What Does “Database High Availability” Really Mean?

Database Platform | Jul 30, 2020

4 min read

What Does "Database High Availability" Really Mean?

For many of our customers, High Availability is a key concern. Their architects spend a lot of time in designing and planning for high availability of applications and databases. High availability is important for business continuity. A short downtime can lead to loss of business, therefore this topic needs to be addressed and that leads me to write this blog.
If you Google for High availability, you will find many definitions. One definition from Wikipedia is given below:
High availability (HA) is a characteristic of a system, which aims to ensure an agreed level of operational performance, usually uptime, for a higher than normal period.

Key Principles of High Availability

The following are the key principles of High Availability:

Eliminate any single point of failure: Adding redundancy, so that the failure of any one part of the system does not lead to the collapse of the entire system.
Reliable crossover: In a redundant system, the crossover point itself becomes a single point of failure. Fault-tolerant systems must provide a reliable crossover or automatic switchover mechanism to avoid failure.
Detection of failures: If the above two principles are proactively monitored, then a user may never see a system failure.

EDB Postgres has building blocks for covering all of the above key principles.

Elimination of single points of failover – Postgres supports the following types of physical standbys:
- Cold standby – A backup server that has backups and all necessary WAL files for recovery. This system by definition is not up and running. However, the system can be made available if needed. Mainly we use backup servers and WAL files for creating a new PostgreSQL node as part of disaster recovery.
- Warm Standby – In Warm Standby mode, Postgres runs in recovery mode and receives the updates using archived log files or using log shipping replication of Postgres. In this mode, Postgres is not accepting connections or queries.
- Hot Standby – In Hot Standby mode, Postgres runs in recovery mode and receives the updates using archived log files or using log shipping replication. In recovery mode, Postgres supports connections and read-only queries.

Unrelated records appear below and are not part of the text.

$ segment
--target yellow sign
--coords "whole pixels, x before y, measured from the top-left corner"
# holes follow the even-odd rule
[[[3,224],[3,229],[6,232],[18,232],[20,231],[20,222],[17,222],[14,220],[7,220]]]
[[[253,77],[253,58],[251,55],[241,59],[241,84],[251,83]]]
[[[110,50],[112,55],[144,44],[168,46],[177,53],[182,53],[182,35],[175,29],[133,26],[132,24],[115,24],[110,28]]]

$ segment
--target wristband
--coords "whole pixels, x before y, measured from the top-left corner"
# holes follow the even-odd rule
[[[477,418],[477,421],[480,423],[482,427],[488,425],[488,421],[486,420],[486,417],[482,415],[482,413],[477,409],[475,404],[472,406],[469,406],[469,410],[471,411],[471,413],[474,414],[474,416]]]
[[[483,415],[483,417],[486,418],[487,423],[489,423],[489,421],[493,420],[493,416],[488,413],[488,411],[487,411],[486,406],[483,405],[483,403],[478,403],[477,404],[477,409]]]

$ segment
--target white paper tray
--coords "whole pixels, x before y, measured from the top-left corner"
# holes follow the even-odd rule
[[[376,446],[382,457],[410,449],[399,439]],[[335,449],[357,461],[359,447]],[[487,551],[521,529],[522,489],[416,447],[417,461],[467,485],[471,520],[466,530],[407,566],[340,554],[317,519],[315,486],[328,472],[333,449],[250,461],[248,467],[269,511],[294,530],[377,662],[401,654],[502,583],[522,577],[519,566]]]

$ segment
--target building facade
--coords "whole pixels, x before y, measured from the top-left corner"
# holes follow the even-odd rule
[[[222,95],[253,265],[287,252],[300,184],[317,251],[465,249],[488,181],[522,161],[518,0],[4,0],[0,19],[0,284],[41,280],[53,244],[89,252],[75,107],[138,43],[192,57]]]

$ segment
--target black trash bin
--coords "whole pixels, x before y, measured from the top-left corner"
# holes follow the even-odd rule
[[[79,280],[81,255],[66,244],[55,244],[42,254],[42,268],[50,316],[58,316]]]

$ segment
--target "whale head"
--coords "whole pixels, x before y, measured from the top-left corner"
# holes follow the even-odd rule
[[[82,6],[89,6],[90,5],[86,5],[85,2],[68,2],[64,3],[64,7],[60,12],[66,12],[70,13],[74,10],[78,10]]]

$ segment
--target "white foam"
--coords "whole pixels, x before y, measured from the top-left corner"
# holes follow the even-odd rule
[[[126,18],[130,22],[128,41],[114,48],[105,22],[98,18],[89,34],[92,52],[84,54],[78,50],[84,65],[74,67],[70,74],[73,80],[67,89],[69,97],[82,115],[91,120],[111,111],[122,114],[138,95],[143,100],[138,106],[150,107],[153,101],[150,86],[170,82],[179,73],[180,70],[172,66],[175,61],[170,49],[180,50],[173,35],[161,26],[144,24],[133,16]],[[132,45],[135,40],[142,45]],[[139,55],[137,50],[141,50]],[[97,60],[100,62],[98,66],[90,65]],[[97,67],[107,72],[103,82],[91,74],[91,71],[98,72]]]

Any of the above can help in eliminating single points of failover. However, depending on the agreed level of performance/uptime, users can choose any one of the above. The most popular standby mode after Postgres 9.0 is Hot Standby.

Reliable crossover – For a reliable crossover, i.e., switching between master and standby(s) node(s), EDB provides a technology called EDB Postgres Failover Manager (EFM). This technology enables automatic failover of the Postgres master node to a Standby node in case of a software or hardware failure on the Master. EFM uses JGroups, which provides a reliable, distributed, and redundant infrastructure without a single point of failure.
Detection of failures – EDB Postgres Failover Manager continuously monitors the server and detects failures. It also executes the failover from the Master to one of the Replicas in order to make the system available for accepting database connections and executing queries. Properly configured, EFM can detect failures, and execute a failover within a few seconds.

Combining all the above can help in achieving High Availability of EDB Postgres within a data center or across data centers. If you are a cloud user, you can have High Availability within a region (across multiple zones) or across the regions (using a backplane network supported by the cloud vendors). For a detailed walkthrough of questions you need to ask when designing Highly available databases, watch our on-demand webinar.

PostgreSQL Database Uptime and Availability

Uptime and availability are generally used as synonymous. To achieve High Availability and maintain the agreed uptime, architects make sure to reduce the outages/downtime.
Service outages come in two main flavors:

1. Planned outages
2. Unplanned outages

Some people refer to them as Scheduled and Unscheduled downtime.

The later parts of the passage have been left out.